Pour ce qui est du capital humain, notre pays se positionne bien, mais ne progresse que faiblement. En dépit de projets innovants lancés pour améliorer les compétences numériques, l’impact de ces initiatives sur le capital humain ne se fait pas encore ressentir dans l’indice DESI. L’une des difficultés majeures à cet égard est de motiver un plus grand nombre de jeunes Belges à embrasser une carrière dans les technologies numériques et, plus généralement, d’attirer davantage d’étudiants à opter pour les STEM (science, technology, engineering and mathematics).

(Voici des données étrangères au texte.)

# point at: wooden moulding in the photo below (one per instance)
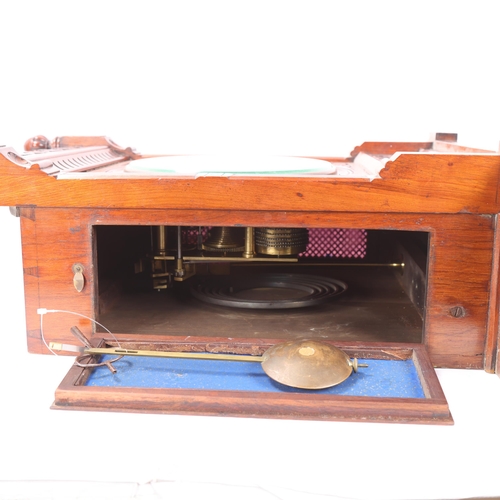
(72, 394)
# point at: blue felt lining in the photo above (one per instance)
(382, 378)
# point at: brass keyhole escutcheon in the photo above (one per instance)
(78, 278)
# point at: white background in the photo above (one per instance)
(304, 78)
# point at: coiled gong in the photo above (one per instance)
(281, 241)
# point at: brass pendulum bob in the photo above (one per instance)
(304, 364)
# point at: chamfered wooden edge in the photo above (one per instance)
(433, 409)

L’étude précise encore que, dans le cadre de son agenda numérique, la Belgique investira dans les 3 prochaines années 18 millions d’euros dans des projets de formation en compétences numériques.

En ce qui concerne l’utilisation des services internet, l’indice DESI précise que la Belgique n’occupe qu’une faible 13e place, en léger repli. Certes, la plupart de nos compatriotes sont désormais en ligne et accèdent à un large éventail de services, essentiellement pour les réseaux sociaux, même si le Belge apprécie également l’online banking, le téléchargement de musiques, vidéos et jeux, ainsi que le shopping. À noter, le très faible pourcentage de Belges qui utilisent l’internet pour s’informer, notre pays se situant à la 26e position seulement.

E-commerce : du retard à l’international

Quant à l’intégration du numérique dans les entreprises, la Belgique se comporte bien, grâce notamment à différentes stratégies mises en place pour stimuler la numérisation des processus d’entreprise. En revanche, notre pays n’enregistre aucun progrès dans l’e-commerce et la vente en ligne par les PME dans les pays étrangers. Du coup, différents agendas numériques (fédéral et régions) sont mis en place pour stimuler l’adoption des technologies numériques et former le personnel d’entreprise à l’utilisation de ces technologies.

Enfin, au niveau des services publics, la Belgique présente une image globale contrastée, les progrès réalisés ces dernières années étant moins importants. Si notre pays se positionne bien dans les documents préremplis et l’e-santé, la structure fédérale représente un défi dans le déploiement de services d’e-gouvernement cohérents à l’échelle du pays. Le recours à des systèmes divers et pas forcément interopérables apparaît comme un handicap, tandis que dans certains domaines, comme le judiciaire, le potentiel du numérique n’est pas (encore) pleinement exploité.